Here are this author's Ten Commandments of Testing Protocol, complete with editorial comments at no extra charge! (All of the "commandments" below were true as of the date of this post.)
- Teachers shall not talk about any test item with other teachers or with students. If they do, they risk losing their teaching license. (Ironically, this might actually be a good rule, since there are far more worthy causes over which to lose one's license!)
- Teachers shall not leave the room for any reason unless there is a certified teacher available to replace them. If a teacher does leave the room and leaves a non certified but competent adult in charge, every test in the room could be invalidated. (Now there's an idea!)
- Students shall not, under any circumstances, leave the room and return to continue on the same subtest. If they do leave the room and resume testing, their test could be invalidated. (This is likely based on the paranoid assumption that the student's motive for leaving the room is to reach a secure location where he or she can send a text message to a student in another room in order to give them the answer to test question #6!)
- Students shall not go to the bathroom until after they finish a subtest, only one at a time, and only with an adult escort. Violating this commandment could lead to test invalidation. Get out the kitty litter! (Perhaps this commandment was written in order to make sure students are not secretly meeting in the bathrooms to discuss test questions. Imagine that!

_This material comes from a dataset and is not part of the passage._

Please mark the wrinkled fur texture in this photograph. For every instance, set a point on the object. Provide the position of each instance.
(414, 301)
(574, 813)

What could be a more titillating bathroom discussion topic to a third grader?!)
- Students shall believe with all their hearts that the tests actually matter; that doing well will bring reward and that doing poorly will invoke disagreeable consequences. (In reality, those who do well and those who don't are punished equally when the school inevitably fails to make Adequate Yearly Progress (AYP), a fate that awaits all but approximately 10% of America's schools by 2014.)
- Students shall not have any breaks whatsoever during the administration of a subtest, even if the test lasts two or three hours due to a few slower or more meticulous test takers. (Is this a test that measures academic achievement, or one that measures physical and mental endurance under stress?)

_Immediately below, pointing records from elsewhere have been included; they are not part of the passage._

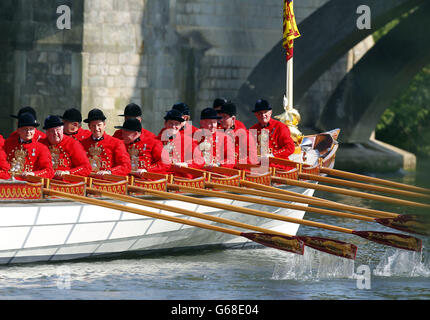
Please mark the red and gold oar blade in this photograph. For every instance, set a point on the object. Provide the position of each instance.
(408, 223)
(285, 243)
(335, 247)
(397, 240)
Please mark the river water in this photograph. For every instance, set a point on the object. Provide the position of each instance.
(378, 273)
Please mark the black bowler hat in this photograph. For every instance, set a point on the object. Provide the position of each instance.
(182, 108)
(229, 108)
(131, 125)
(132, 110)
(72, 115)
(174, 115)
(95, 114)
(27, 119)
(24, 110)
(218, 102)
(209, 113)
(261, 104)
(52, 122)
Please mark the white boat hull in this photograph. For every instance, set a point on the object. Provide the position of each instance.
(56, 230)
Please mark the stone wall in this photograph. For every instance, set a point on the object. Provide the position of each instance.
(43, 62)
(151, 52)
(158, 52)
(112, 66)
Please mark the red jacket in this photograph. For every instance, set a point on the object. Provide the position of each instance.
(37, 136)
(69, 155)
(237, 124)
(181, 149)
(145, 153)
(187, 129)
(4, 165)
(217, 149)
(80, 135)
(280, 143)
(145, 133)
(107, 154)
(30, 157)
(245, 147)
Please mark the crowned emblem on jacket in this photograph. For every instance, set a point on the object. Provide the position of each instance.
(263, 143)
(134, 157)
(95, 160)
(170, 148)
(55, 156)
(205, 147)
(18, 161)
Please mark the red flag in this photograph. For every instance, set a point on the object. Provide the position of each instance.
(290, 28)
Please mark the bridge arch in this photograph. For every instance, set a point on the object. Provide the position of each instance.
(323, 42)
(359, 100)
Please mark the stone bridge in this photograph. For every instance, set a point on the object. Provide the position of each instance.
(158, 52)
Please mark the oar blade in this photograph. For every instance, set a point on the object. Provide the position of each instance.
(408, 223)
(396, 240)
(285, 243)
(331, 246)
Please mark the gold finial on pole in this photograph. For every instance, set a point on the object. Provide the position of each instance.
(291, 117)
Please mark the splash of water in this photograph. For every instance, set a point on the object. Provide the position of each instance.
(313, 265)
(402, 263)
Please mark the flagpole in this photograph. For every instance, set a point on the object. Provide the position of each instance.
(289, 83)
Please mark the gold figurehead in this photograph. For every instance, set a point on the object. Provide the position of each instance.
(291, 117)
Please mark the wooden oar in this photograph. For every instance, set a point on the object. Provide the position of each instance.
(359, 185)
(290, 244)
(282, 194)
(409, 223)
(354, 176)
(347, 192)
(335, 247)
(400, 222)
(387, 238)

- Students shall waste enormous amounts of time waiting for the last classmate to finish the test. The tests are untimed. Therefore, the testing session is over when the last student in the room has finished. Those who finish long before the last student is finished are in a sense held hostage by the last finisher since they must do nothing but read for possibly the next 1 to 2 hours. (While this is in some sense an improvement over the timed tests of the past—when teachers were instructed to literally rip an unfinished test out of a student's hands when time expired—it also has negative repercussions.)

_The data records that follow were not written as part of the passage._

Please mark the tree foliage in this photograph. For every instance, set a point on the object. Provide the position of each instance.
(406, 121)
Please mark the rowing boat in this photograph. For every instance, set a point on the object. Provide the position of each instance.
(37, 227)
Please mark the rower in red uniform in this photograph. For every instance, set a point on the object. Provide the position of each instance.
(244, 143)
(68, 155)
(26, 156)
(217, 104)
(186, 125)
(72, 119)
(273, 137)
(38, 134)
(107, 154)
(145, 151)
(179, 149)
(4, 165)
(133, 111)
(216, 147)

- Students shall read and read and read again. If a student finishes early, his or her only option is to read. Never mind the fact that all they've been doing prior to finishing the subtest is read, even in math. You must read a book! (If a student finishes early and, God forbid, begins drawing a picture or designing a plan to halt global warming instead of reading a book, this could result in the invalidation of every test in the room!)
- Students shall not arrive late to school on testing days. This will result in the student spending the entire morning in the office with nothing else to do but keep an eye on the office staff and the principal to make sure they do their jobs! The student must make up the test later that day in an isolated room while the other kids are in their classroom, once again engaged in meaningful learning activities.
- Nobody shall criticize the tests without running the risk of being labeled non compliant, uncooperative, disobedient, obstructive, old fashioned, selfish, subversive, or a bad sport.